Perhaps the most extraordinary thing about this book is that it should exist at all. A decade ago most of these artists were obliged to work at home and the industrial-scale studios and chic interiors photographed here would have been unimaginable. None is more exquisite than the airy, well-proportioned working and living space of Ai Weiwei, one of the most significant conceptual and performance artists to have emerged in China. Designed by him in 1998 and built in what was then a rural village on the periphery of Beijing, it has became the basis for a booming architectural practice, Fake Design. Here and elsewhere, the combination of old and new China seems entirely natural.

There is no doubting the new wealth of market darlings such as Yue Minjun - he of the ubiquitous "shark's smile" self-portraits - whose "Execution" was sold at Sotheby's London last October for £2.9m, a record for any work of Chinese contemporary art sold at auction. His eerily empty new house is huge and sprawling in its walled-off suburban Beijing compound.
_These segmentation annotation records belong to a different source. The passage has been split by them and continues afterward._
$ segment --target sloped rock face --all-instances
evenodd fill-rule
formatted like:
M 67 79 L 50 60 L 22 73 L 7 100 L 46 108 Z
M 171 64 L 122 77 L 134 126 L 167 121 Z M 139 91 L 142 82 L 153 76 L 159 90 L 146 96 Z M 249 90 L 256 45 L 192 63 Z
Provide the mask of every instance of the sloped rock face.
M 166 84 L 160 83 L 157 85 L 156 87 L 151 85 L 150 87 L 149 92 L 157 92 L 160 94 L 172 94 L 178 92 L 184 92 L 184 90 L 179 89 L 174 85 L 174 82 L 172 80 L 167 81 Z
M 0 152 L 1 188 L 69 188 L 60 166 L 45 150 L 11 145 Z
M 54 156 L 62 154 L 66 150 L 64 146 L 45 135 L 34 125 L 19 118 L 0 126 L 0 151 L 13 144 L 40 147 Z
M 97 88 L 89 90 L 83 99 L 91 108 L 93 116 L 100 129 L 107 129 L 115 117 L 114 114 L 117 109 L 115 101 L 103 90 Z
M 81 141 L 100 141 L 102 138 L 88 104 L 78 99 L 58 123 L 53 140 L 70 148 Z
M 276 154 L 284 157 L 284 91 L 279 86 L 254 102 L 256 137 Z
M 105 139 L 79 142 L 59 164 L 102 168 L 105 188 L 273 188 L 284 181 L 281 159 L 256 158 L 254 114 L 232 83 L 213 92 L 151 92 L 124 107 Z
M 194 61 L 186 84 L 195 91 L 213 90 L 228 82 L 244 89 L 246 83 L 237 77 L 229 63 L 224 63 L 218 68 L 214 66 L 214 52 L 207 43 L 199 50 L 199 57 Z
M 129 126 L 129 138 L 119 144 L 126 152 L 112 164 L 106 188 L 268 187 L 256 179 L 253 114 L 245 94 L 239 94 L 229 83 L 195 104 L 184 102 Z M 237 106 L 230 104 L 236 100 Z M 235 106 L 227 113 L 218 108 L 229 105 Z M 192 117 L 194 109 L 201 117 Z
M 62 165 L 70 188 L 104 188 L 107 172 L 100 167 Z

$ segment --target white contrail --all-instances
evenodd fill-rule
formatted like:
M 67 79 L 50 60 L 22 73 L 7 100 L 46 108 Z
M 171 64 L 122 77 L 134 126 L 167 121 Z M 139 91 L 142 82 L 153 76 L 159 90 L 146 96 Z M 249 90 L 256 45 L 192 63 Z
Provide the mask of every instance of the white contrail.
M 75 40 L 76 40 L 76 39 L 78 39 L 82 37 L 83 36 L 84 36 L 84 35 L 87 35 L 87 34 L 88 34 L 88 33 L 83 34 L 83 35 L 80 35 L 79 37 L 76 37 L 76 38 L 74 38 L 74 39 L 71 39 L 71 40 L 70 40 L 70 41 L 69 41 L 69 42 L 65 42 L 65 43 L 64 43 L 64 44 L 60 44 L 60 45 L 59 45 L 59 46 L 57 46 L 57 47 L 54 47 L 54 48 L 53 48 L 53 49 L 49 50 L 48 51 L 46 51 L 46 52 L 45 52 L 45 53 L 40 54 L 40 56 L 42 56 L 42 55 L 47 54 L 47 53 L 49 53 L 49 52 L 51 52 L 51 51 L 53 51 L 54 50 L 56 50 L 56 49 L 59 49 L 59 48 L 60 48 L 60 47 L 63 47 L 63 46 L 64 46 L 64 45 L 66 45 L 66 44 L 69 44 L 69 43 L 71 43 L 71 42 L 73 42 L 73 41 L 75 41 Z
The great strength of Tinari's book, however, is that it reflects the huge diversity of creative output in China, not least among conceptual, performance, film and video artists - encouragement for us all to look beyond the formulaic productions favoured by the market.

There is no sign of China-mania abating, especially since the Chinese government has come to recognise the potential of its cultural heritage. Events such as this year's British "China Now" festival will play their part. And, these days, visits to Beijing's famous 798 art district have become as much a part of the tourist trail as the Forbidden Palace and the Great Wall.

No doubt some collectors will continue to rush blindly to China to buy specifically Chinese contemporary (one French artist working in Beijing only started selling his work when he began signing his name in Chinese characters).

Perhaps only when China begins to lose its exoticism in the eyes of the west will its art be appreciated precisely for what it is.